The results for the stability studies are represented in Table XI. No significant change from initial characteristics was observed in PS, zeta potential, drug content, and redispersibility of protein-conjugated NPs at 5 ± 3°C after 6 M and at 25 ± 2°C/60% RH ± 5% RH after 3 M. Figure 14 shows the drug release profile for formulation after 6 M storage at 5 ± 3°C. The storage of the conjugated NPs at accelerated conditions led to a slight increase in the PS which was significant only after 6 M. The zeta potential values after 6 M at accelerated conditions were found to be decreased slightly. In addition, the NPs displayed poor redispersibility and increased polydispersity index. This could be attributed to the acidic conditions produced due to the degradation of PLGA into lactic and glycolic acid.

Table XI.

Stability Study Data of Tf-LTG-PLGA-NPs and Lf-LTG-PLGA-NPs

Condition	Duration	Parameters evaluated
		Redispersibilitya	PS (nm)	ZP (mV)	% drug content
–	Initial	0	151.0 ± 3.8	−12.88 ± 0.46	100.00
5 ± 3°C	3 M	0	152.1 ± 3.3	−12.65 ± 1.27	99.62 ± 1.01
	6 M	0	154.3 ± 3.5	−12.14 ± 0.36	99.21 ± 0.87
25 ± 2°C/60 ± 5% RH	1 M	0	155.6 ± 4.2	−11.89 ± 0.47	99.51 ± 0.85
	2 M	0	161.4 ± 4.9	−11.37 ± 1.44	99.18 ± 1.34
	3 M	0	170.8 ± 5.2	−10.78 ± 0.35	98.64 ± 0.95
	6 M	1	208.5 ± 3.2	−9.24 ± 0.56	97.56 ± 0.74
5 ± 3°C	3 M	0	153.4 ± 3.5	−10.54 ± 1.26	99.82 ± 1.27
	6 M	0	156.2 ± 4.3	−10.22 ± 0.28	99.34 ± 1.19
25 ± 2°C/60 ± 5% RH	1 M	0	158.2 ± 3.2	−10.88 ± 0.57	99.68 ± 1.09
	2 M	0	164.7 ± 6.1	−10.17 ± 1.38	99.29 ± 0.52
	3 M	0	166.3 ± 5.8	−9.86 ± 0.42	98.77 ± 1.23
	6 M	1	221.2 ± 4.3	−8.05 ± 1.23	98.16 ± 0.78

Values are represented as mean ± SD, n = 3

PS particle size, ZP zeta potential

^a0 easy redispersibility, 1 poor redispersibility

Fig. 14.

Drug release profile from Lf and Tf-conjugated nanoparticle before and after stability study

CONCLUSION

PLGA-NPs containing LTG were successfully prepared by nanoprecipitation technique and optimized by 3³ factorial design. The optimized formulation was obtained using 100 mg of PLGA, 1% of PVA, and 1:2 ratio of acetone/water phase. Further, the study showed that preparation of NPs and surface functionalization using LF and Tf improve the poor pharmacokinetic profile of LTG in order to achieve brain targeting and retention with sustained release to overcome short duration due to redistribution. Lf was proved to be superior to Tf for brain targeting after intravenous administration.
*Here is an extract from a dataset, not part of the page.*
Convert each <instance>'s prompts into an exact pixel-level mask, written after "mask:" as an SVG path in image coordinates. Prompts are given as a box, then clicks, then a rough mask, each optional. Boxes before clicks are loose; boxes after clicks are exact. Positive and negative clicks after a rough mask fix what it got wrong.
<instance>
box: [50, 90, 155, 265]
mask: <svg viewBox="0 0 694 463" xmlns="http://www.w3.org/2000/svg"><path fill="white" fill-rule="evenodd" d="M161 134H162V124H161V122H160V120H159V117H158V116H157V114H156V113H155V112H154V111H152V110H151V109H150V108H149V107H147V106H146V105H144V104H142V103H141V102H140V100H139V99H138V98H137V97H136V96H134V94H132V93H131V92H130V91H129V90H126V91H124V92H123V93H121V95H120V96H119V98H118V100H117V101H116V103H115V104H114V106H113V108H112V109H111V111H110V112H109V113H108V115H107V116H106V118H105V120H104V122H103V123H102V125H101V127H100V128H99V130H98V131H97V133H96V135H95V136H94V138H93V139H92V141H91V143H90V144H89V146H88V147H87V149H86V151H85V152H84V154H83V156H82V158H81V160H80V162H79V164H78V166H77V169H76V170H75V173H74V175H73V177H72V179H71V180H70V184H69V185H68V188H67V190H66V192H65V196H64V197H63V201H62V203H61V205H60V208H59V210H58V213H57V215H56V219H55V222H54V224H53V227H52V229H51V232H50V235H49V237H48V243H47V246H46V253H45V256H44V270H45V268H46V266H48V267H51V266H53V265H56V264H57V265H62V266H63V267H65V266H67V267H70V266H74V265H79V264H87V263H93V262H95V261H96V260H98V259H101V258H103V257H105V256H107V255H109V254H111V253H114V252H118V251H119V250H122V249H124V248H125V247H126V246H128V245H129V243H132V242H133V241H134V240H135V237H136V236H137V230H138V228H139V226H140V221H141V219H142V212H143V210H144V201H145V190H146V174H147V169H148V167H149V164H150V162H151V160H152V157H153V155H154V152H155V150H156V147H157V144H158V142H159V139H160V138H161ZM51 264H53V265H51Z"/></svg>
The low endogenous concentration, cationic charge, and unidirectional transport in case of Lf could be major reasons for enhanced uptake of Lf-conjugated nanoparticles in the brain when compared against Tf-conjugated nanoparticles. At the same time, the entrapment of LTG within the NPs ensures minimum exposure to free drug which can reduce the chances of side effects. Finally, additional in vivo studies on higher animal model in the future can confirm the findings and help in further optimization of the delivery system.